Multi-Head Attention

Why Multiple Heads?

Multi-head attention allows the model to jointly attend to information from different representation subspaces at different positions.

With a single head, averaging over positions inhibits this. Multiple heads provide independent "views" of the sequence.

Index Notation for Multi-Head

Introduce head index $h \in {1, \ldots, H}$.

Input Projections

Starting from input $X^{ib}$ (position $i$, feature $b$):

$$Q^{hia} = X^{ib} W_Q^{hba}$$ $$K^{hja} = X^{jb} W_K^{hba}$$ $$V^{hjc} = X^{jb} W_V^{hbc}$$

where:

$W_Q^{hba}$: Query projection for head $h$ (shape: $d_{model} \times d_k$)
$W_K^{hba}$: Key projection for head $h$ (shape: $d_{model} \times d_k$)
$W_V^{hbc}$: Value projection for head $h$ (shape: $d_{model} \times d_v$)

Per-Head Attention

Each head computes attention independently:

Scores: $$S^{hij} = \frac{1}{\sqrt{d_k}} Q^{hia} K^{hja}$$

Attention weights: $$A^{hij} = \frac{\exp(S^{hij})}{\sum_{j'} \exp(S^{hij'})}$$

Per-head output: $$O^{hic} = A^{hij} V^{hjc}$$

Concatenation and Output Projection

Concatenate all heads and project:

$$Y^{id} = O^{hic} W_O^{hcd}$$

where $W_O^{hcd}$ has shape $(H \times d_v) \times d_{model}$.
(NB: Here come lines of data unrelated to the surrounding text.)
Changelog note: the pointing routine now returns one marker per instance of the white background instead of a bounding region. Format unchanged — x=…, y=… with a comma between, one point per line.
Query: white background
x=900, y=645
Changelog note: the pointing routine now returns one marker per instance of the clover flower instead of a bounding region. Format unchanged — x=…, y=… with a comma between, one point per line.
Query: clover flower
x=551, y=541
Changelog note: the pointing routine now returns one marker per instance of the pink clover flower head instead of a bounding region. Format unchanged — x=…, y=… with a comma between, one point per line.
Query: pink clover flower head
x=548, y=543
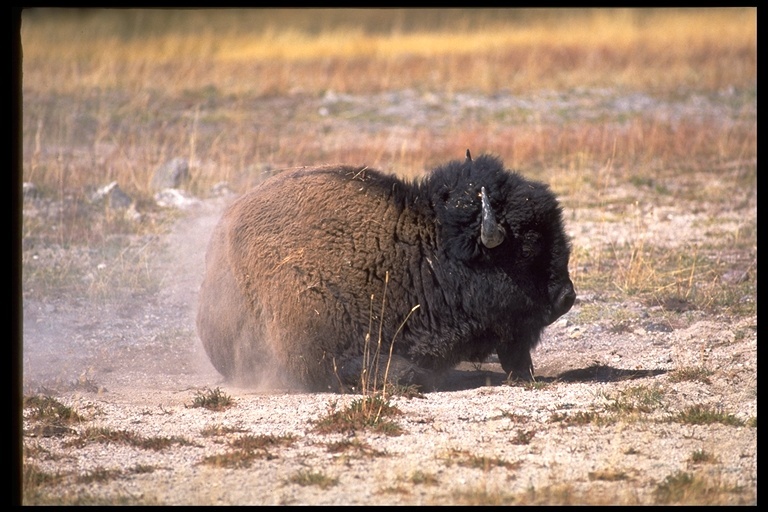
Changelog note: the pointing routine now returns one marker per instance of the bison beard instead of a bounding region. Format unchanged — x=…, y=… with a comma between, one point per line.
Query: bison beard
x=296, y=268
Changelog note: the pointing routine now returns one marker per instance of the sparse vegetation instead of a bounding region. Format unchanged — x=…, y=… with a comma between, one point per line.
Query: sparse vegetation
x=706, y=415
x=467, y=459
x=367, y=412
x=212, y=399
x=690, y=489
x=106, y=435
x=245, y=449
x=642, y=120
x=308, y=477
x=698, y=374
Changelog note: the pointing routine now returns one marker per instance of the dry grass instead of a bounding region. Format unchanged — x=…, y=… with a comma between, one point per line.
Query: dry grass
x=279, y=51
x=110, y=95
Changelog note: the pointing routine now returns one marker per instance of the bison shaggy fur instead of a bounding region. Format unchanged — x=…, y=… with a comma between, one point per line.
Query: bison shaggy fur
x=317, y=268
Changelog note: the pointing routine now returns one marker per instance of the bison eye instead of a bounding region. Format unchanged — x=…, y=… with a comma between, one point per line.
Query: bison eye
x=531, y=244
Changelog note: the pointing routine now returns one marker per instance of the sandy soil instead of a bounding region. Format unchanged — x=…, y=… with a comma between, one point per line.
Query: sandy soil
x=135, y=364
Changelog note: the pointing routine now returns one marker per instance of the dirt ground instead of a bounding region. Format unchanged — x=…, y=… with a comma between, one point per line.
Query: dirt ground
x=135, y=365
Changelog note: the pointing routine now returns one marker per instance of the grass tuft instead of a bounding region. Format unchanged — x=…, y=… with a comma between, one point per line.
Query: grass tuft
x=212, y=399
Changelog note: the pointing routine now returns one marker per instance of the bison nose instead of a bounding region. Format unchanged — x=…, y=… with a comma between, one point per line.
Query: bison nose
x=565, y=299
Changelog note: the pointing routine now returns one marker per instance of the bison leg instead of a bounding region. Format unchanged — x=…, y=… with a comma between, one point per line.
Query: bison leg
x=515, y=359
x=398, y=371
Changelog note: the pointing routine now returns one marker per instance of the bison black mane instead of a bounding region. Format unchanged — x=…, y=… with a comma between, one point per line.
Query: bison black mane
x=473, y=259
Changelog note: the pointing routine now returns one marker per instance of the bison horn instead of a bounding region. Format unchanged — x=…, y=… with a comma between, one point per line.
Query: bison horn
x=491, y=233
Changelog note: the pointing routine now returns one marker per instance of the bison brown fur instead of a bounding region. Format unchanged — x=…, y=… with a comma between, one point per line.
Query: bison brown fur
x=296, y=268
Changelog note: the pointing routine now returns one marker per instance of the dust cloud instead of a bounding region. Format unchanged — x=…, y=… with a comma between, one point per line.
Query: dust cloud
x=132, y=340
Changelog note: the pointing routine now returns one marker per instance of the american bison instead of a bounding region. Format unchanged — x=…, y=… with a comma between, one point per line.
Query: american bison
x=318, y=268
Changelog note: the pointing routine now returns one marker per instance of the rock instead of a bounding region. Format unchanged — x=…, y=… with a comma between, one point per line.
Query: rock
x=172, y=174
x=113, y=195
x=30, y=190
x=175, y=198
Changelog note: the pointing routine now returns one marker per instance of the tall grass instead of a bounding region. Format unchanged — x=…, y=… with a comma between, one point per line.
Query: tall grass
x=278, y=51
x=108, y=95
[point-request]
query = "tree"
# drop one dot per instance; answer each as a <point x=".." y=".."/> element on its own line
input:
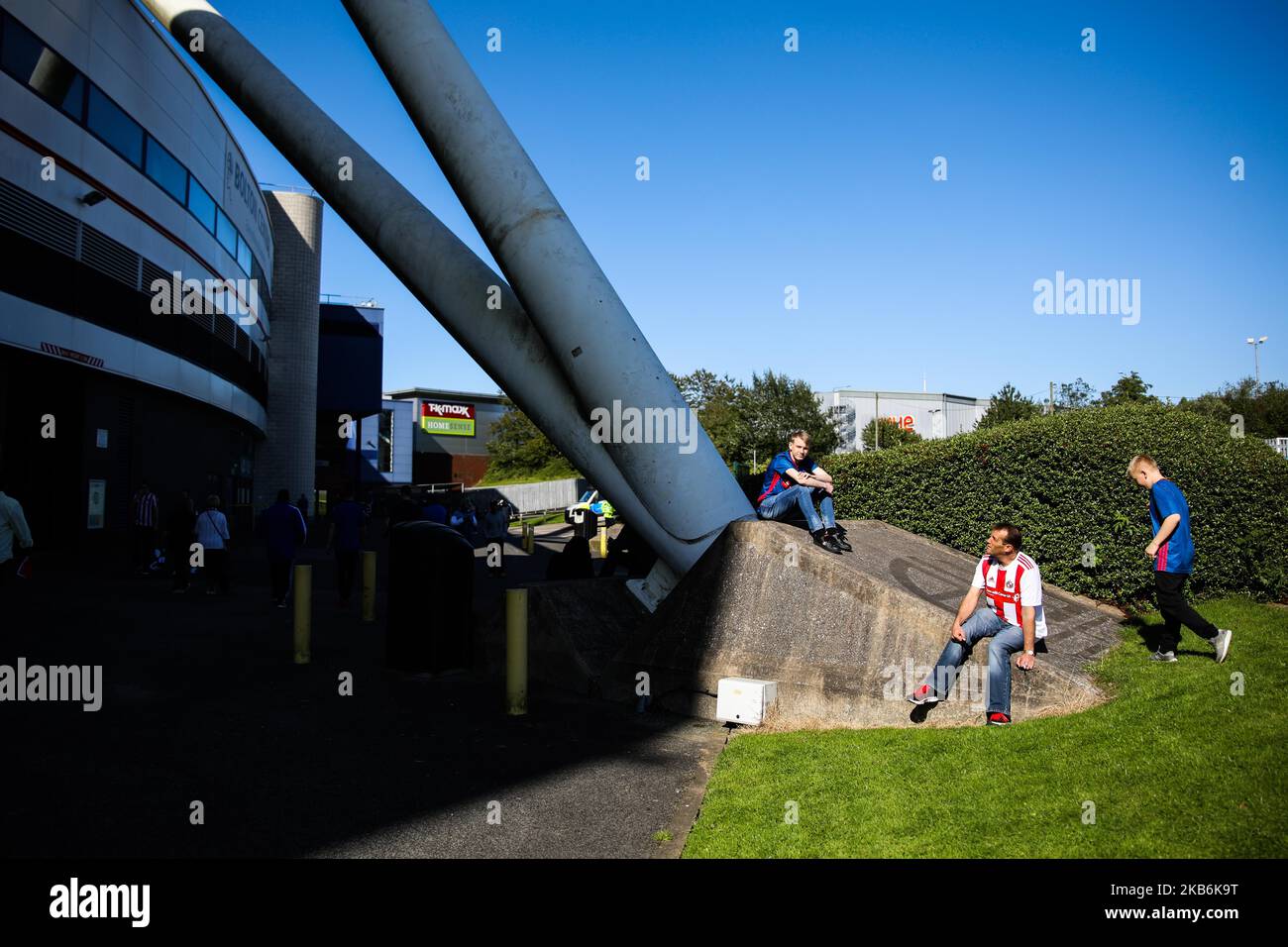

The sum over $h$ and $c$ combines all heads.

Parameter Count

For a transformer with:

$d_{model}$: Model dimension
$H$: Number of heads
$d_k = d_v = d_{model}/H$: Per-head dimension

Parameters per layer:

$W_Q, W_K, W_V$: Each $d_{model} \times d_{model}$
$W_O$: $d_{model} \times d_{model}$
Total: $4 \cdot d_{model}^2$

Gradient w.r.t. Projection Weights

Gradient w.r.t. $W_Q$

Using chain rule:

$$\frac{\partial L}{\partial W_Q^{hba}} = \frac{\partial L}{\partial Q^{hia}} \frac{\partial Q^{hia}}{\partial W_Q^{hba}}$$

Since $Q^{hia} = X^{ib} W_Q^{hba}$:

$$\frac{\partial Q^{h'i'a'}}{\partial W_Q^{hba}} = \delta^{h'}_h X^{i'b} \delta^{a'}_a$$

Therefore:

$$\frac{\partial L}{\partial W_Q^{hba}} = X^{ib} \frac{\partial L}{\partial Q^{hia}}$$

Matrix form (for head $h$): $\frac{\partial L}{\partial W_Q^h} = X^T \frac{\partial L}{\partial Q^h}$

Gradient w.r.t. $W_O$

From $Y^{id} = O^{hic} W_O^{hcd}$:

$$\frac{\partial L}{\partial W_O^{hcd}} = O^{hic} \frac{\partial L}{\partial Y^{id}}$$

Geometric View: Subspace Projections

Each head projects queries and keys into a $d_k$-dimensional subspace:

$$Q_h = X W_Q^h \in \mathbb{R}^{n \times d_k}$$

Different heads learn to attend to different aspects:

Head 1: Syntactic relationships
Head 2: Semantic similarity
Head 3: Positional patterns
etc.

The output projection $W_O$ learns to combine these perspectives.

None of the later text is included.